Physiological Modulation of Buffering
β-Adrenergic Stimulation
The 2 major Ca2+ buffers, TnC and SERCA, are regulated by the phosphorylation of troponin I and phospholamban, respectively, resulting in increased affinity of Ca2+ for SERCA[61] and decreased affinity of Ca2+ for TnC.[62] One might therefore expect that β-adrenergic stimulation would alter the buffer power. Experimental measurements, however, found no such effect,[40] possibly because of 2 opposing factors: phosphorylation increases the affinity of Ca2+ binding to SERCA, but lowers it for troponin. If the K values are above the range of [Ca2+]i considered, these effects will respectively increase and decrease buffer power (Figure 4A). Subsequent experiments, performed on transgenic mice in which either troponin could not be phosphorylated or lacking phospholamban, found the expected increase and decrease, respectively, of buffer power on phosphorylation. Further work is required to investigate the possibility that, in other species, the balance is less exact, and, therefore, phosphorylation may have a net effect on buffer power. As mentioned above, it should also be noted that the effects of a change of Ca2+ affinity on buffer power will depend on the range of [Ca2+]i under investigation.

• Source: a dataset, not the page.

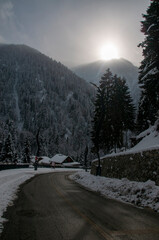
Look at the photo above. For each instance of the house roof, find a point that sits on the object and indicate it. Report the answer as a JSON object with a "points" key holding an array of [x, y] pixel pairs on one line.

Effects of Changes of pH on Buffering
Many Ca2+ buffers can bind protons as an alternative to Ca2+ ions. Direct measurements have shown that acidification decreases Ca2+ binding to troponin.[21] Therefore, acidification will decrease the affinity for Ca2+ with a decrease of Ca2+ buffering power predicted at values of [Ca2+]i below the K (Figure 4B). It is surprising that intracellular acidification had no effect on Ca2+ buffering.[63] We suggest that this may occur because, although a decrease of Ca2+ affinity of low-affinity buffers will decrease buffer power, decreased affinity of very-high-affinity buffers will increase their contribution to buffering. Acidification has been shown to increase resting [Ca2+]i in rat ventricular myocytes, an effect attributed to displacement of Ca2+ from buffers.[15] It is not clear, however, why such displacement should produce the observed maintained increase of [Ca2+]i; one would expect a transient increase that decays back to baseline as Ca2+ is pumped out of the cell. It may result from the inhibition of Ca2+ efflux on NCX by acidification.[64] If this is the case then the maintained effect on [Ca2+]i is presumably a consequence of the NCX effect and not of altered buffering. This question could be resolved by directly measuring the effects of pH on NCX activity.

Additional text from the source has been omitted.